Il Consiglio Comunale emanò il “Regolamento sulle norme igieniche”  e lo stesso Sindaco tenne un discorso sull’ ”igiene” e proibì di esporre, nelle vie, le carni macellate destinate alla vendita, di gettare l’immondizia nelle strade, con l’obbligo di tenerle sgombre dall’erba e dal bestiame che pascola, specialmente nei fossi laterali. Inoltre venne previsto l’obbligo, per ogni cittadino, di imbiancare frequentemente l’interno delle case con calce pura e, insieme ad esso, anche i gradini che davano sulla strada.

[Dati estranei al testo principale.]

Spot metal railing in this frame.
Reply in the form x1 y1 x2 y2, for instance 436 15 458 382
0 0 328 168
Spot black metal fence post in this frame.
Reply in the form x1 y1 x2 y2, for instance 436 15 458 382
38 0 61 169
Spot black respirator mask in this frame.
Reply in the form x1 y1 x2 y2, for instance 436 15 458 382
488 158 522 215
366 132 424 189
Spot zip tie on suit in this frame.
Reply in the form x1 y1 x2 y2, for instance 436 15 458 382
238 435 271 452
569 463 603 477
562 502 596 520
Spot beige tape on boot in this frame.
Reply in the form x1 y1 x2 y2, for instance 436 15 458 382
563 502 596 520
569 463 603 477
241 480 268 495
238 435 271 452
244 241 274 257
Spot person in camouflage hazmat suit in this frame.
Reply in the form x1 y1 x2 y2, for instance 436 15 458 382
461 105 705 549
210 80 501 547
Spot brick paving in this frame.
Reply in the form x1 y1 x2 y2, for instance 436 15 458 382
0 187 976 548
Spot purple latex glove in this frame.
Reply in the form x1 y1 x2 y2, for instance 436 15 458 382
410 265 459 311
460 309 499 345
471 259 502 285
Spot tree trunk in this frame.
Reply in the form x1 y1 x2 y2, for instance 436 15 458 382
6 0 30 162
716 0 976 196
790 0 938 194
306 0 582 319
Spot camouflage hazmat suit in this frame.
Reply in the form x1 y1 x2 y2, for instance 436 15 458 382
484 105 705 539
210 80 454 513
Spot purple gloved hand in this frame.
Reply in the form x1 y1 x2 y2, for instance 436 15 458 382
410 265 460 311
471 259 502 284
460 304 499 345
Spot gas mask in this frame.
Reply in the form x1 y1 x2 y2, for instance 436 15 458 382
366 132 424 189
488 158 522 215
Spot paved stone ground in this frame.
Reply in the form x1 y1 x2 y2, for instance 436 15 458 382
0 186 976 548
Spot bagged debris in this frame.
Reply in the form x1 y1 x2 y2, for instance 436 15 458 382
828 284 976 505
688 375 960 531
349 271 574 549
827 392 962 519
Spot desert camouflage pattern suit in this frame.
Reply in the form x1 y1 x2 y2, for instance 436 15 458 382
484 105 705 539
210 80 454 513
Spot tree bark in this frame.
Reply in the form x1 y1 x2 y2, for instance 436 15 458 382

In questo periodo si verificarono casi di vaiolo e colera arabo; per evitare il contagio, coloro che ne erano affetti, dovevano essere portati fuori da paese e, in caso di morte, seppelliti sempre fuori dal centro abitato.
Dai documenti d’archivio, risulta che il luogo prescelto era la Chiesa di Santa Maria di Sibiola e la zona di sepoltura, i terreni circostanti alla Chiesetta.


L’Amministrazione comunale fu costretta inoltre ad impegnare i braccianti nella costruzione e nell’apertura delle strade obbligatorie: ………. “quella che ….. partendo dal popolato di Serdiana va a mettere capo in Sa mitz’a S’Ollastu, limite Ussana”. “Riparazione di quella che dalla croce di ferro conduce all’aja di Pasquale Todde…..”  “Apertura di una strada in S’Isca Mureddu per mettere in comunicazione questo villaggio con lo stradone provinciale di Sant’Andrea Frius”. Dapprima si pensò al progetto di una strada che …. Partendo dalla Grux’e Ferru e  passando per il salto di Mugori, andasse a finire sul ponte Riu Mannu”, ma in seguito venne modificato e fu espropriata la terra di Funtana Noa al marchese di San Filippo, fu riparata la strada di Is Arroccheddas e selciata via Funtana ‘e Biri.
Il Comune inoltre partecipò con una quota alla realizzazione della strada consortile Pauli-Pirri-San Pantaleo.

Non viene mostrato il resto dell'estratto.